From The Platoon Advantage:

Look, we have no idea what the first column we read by Rob Neyer actually was.  But it forever changed the way that we looked at baseball, writing, baseball writing, and the world at large.  You’re going to accuse us of hyperbole, but because of Rob Neyer’s work, we became a bigger fans of baseball, better writers, more critical thinkers, and, because of these skills, ultimately better people.  Because Rob helped me learn to think critically, to not accept “truths” at face value, and to have a strong curiousity into how underlying systems worked.

From Hardball Talk:

While Bill James is rightfully credited for revolutionizing baseball analysis, I don’t think it’s a stretch to say that the revolution doesn’t happen — or at least doesn’t happen as quickly and as thoroughly as it did happen — without Rob Neyer. Rob, who was once James’ assistant, popularized sabermetrics via his ESPN column/blog, reaching far more people in his first few weeks as an Internet writer than the number of people to whom James sold his original Abstracts. He was the gateway drug for stat geekery. At least he was mine.

Comments (3)

  1. When I was reading his last entry, I honestly thought I’d missed something. There was no way Rob was leaving, couldn’t be. Sadly he is. His efforts to create the Sweet-Spot network were magnificent. I remember waiting day in and day out to see who he’d finally announce as his pick for the Jays (sorry you lost out there Parkes.)

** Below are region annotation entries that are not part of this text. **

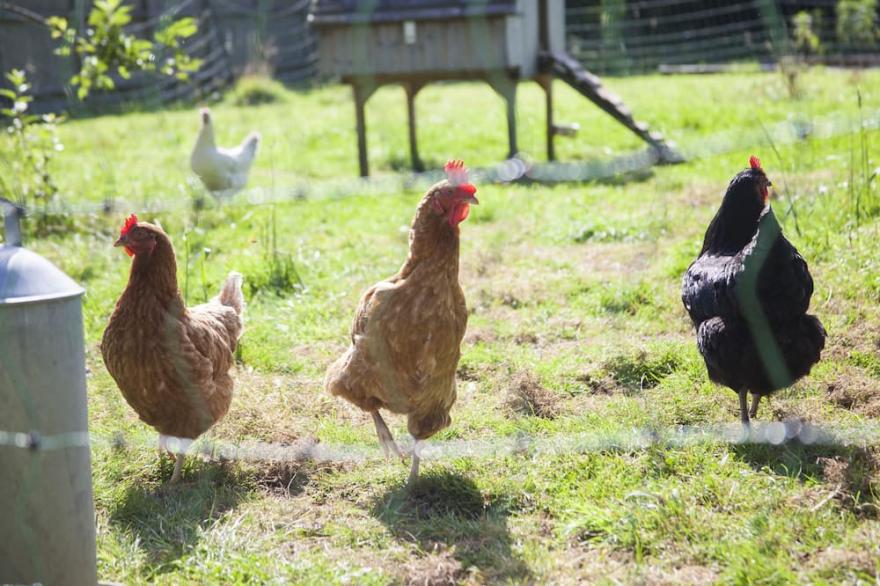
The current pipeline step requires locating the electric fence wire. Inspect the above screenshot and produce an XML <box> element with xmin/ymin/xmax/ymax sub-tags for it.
<box><xmin>13</xmin><ymin>102</ymin><xmax>880</xmax><ymax>216</ymax></box>
<box><xmin>0</xmin><ymin>419</ymin><xmax>880</xmax><ymax>463</ymax></box>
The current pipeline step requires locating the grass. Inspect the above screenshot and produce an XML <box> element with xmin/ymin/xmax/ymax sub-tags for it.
<box><xmin>0</xmin><ymin>69</ymin><xmax>880</xmax><ymax>584</ymax></box>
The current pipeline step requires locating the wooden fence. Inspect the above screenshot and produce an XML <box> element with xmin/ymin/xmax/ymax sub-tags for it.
<box><xmin>0</xmin><ymin>0</ymin><xmax>316</xmax><ymax>111</ymax></box>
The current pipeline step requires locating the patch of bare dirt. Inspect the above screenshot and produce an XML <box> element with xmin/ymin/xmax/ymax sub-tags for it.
<box><xmin>403</xmin><ymin>543</ymin><xmax>468</xmax><ymax>586</ymax></box>
<box><xmin>505</xmin><ymin>371</ymin><xmax>562</xmax><ymax>419</ymax></box>
<box><xmin>823</xmin><ymin>308</ymin><xmax>880</xmax><ymax>360</ymax></box>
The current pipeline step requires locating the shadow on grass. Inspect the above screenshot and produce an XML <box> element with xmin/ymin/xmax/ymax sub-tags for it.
<box><xmin>110</xmin><ymin>458</ymin><xmax>308</xmax><ymax>577</ymax></box>
<box><xmin>372</xmin><ymin>470</ymin><xmax>530</xmax><ymax>582</ymax></box>
<box><xmin>732</xmin><ymin>442</ymin><xmax>880</xmax><ymax>518</ymax></box>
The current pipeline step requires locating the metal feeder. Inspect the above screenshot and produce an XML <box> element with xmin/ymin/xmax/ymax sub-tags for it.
<box><xmin>0</xmin><ymin>198</ymin><xmax>98</xmax><ymax>586</ymax></box>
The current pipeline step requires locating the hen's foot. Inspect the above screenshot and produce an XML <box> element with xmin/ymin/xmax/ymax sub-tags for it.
<box><xmin>168</xmin><ymin>454</ymin><xmax>183</xmax><ymax>484</ymax></box>
<box><xmin>749</xmin><ymin>395</ymin><xmax>761</xmax><ymax>419</ymax></box>
<box><xmin>406</xmin><ymin>440</ymin><xmax>424</xmax><ymax>486</ymax></box>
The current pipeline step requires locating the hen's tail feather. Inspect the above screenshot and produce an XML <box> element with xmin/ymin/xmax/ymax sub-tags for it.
<box><xmin>220</xmin><ymin>271</ymin><xmax>244</xmax><ymax>315</ymax></box>
<box><xmin>242</xmin><ymin>131</ymin><xmax>261</xmax><ymax>156</ymax></box>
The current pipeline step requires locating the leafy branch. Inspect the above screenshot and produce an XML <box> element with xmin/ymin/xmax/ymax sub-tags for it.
<box><xmin>0</xmin><ymin>0</ymin><xmax>202</xmax><ymax>100</ymax></box>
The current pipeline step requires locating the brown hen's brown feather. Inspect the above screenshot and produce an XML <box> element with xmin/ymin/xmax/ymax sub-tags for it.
<box><xmin>324</xmin><ymin>181</ymin><xmax>467</xmax><ymax>440</ymax></box>
<box><xmin>101</xmin><ymin>222</ymin><xmax>244</xmax><ymax>439</ymax></box>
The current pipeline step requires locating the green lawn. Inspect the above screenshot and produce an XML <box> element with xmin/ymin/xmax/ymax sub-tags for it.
<box><xmin>0</xmin><ymin>69</ymin><xmax>880</xmax><ymax>584</ymax></box>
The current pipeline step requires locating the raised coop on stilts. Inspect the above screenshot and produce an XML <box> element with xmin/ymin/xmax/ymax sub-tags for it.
<box><xmin>310</xmin><ymin>0</ymin><xmax>682</xmax><ymax>177</ymax></box>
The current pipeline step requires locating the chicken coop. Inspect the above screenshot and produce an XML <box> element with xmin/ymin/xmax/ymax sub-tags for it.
<box><xmin>310</xmin><ymin>0</ymin><xmax>677</xmax><ymax>177</ymax></box>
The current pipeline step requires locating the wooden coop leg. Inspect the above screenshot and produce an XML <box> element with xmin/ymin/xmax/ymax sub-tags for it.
<box><xmin>536</xmin><ymin>75</ymin><xmax>556</xmax><ymax>161</ymax></box>
<box><xmin>351</xmin><ymin>81</ymin><xmax>376</xmax><ymax>177</ymax></box>
<box><xmin>403</xmin><ymin>83</ymin><xmax>425</xmax><ymax>172</ymax></box>
<box><xmin>487</xmin><ymin>74</ymin><xmax>519</xmax><ymax>159</ymax></box>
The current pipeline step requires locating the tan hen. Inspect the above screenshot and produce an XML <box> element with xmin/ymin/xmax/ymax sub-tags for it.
<box><xmin>101</xmin><ymin>214</ymin><xmax>244</xmax><ymax>482</ymax></box>
<box><xmin>324</xmin><ymin>161</ymin><xmax>478</xmax><ymax>482</ymax></box>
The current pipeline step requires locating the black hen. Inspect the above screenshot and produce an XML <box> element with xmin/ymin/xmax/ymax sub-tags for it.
<box><xmin>681</xmin><ymin>157</ymin><xmax>825</xmax><ymax>423</ymax></box>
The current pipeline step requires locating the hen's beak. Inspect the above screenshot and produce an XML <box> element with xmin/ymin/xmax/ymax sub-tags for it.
<box><xmin>459</xmin><ymin>183</ymin><xmax>480</xmax><ymax>205</ymax></box>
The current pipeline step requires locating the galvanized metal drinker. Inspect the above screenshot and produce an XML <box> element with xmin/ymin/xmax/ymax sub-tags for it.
<box><xmin>0</xmin><ymin>198</ymin><xmax>98</xmax><ymax>586</ymax></box>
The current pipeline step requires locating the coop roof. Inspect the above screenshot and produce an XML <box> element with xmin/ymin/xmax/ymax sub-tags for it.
<box><xmin>312</xmin><ymin>0</ymin><xmax>516</xmax><ymax>24</ymax></box>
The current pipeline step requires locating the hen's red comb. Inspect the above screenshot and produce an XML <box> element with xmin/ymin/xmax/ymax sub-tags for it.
<box><xmin>119</xmin><ymin>214</ymin><xmax>137</xmax><ymax>235</ymax></box>
<box><xmin>443</xmin><ymin>160</ymin><xmax>467</xmax><ymax>185</ymax></box>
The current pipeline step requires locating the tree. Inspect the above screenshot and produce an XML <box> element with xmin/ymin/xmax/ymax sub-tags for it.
<box><xmin>0</xmin><ymin>0</ymin><xmax>201</xmax><ymax>100</ymax></box>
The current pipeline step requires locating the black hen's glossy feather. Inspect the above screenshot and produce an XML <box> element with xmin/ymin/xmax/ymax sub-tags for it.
<box><xmin>682</xmin><ymin>182</ymin><xmax>825</xmax><ymax>395</ymax></box>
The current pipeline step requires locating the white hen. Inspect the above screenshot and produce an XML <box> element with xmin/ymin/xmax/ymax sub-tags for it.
<box><xmin>189</xmin><ymin>108</ymin><xmax>260</xmax><ymax>199</ymax></box>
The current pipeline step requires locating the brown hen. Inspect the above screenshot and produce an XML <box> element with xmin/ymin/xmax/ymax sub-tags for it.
<box><xmin>324</xmin><ymin>161</ymin><xmax>478</xmax><ymax>483</ymax></box>
<box><xmin>101</xmin><ymin>214</ymin><xmax>244</xmax><ymax>482</ymax></box>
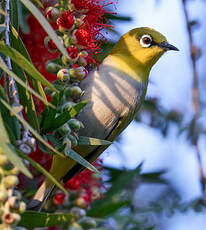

    The man has a knack for making sense, and for instead of calling a person a fool for having a particular thought or viewpoint, brought in facts for you to think about and draw your own conclusion. It’s near impossible to write and not impose your views on others, yet he pulled it off with mastery and impeccable class.

    We can only hope someone fills his shoes admirably, but there will be no replacement for who he was.

  2. He’s been saying some odd things that could be construed as hints about this, recently, so it’s not a total surprise, but it’s still a loss. Fortunately, as he said, he’ll still be around, elsewhere, presumably still sharing his opinions with the masses.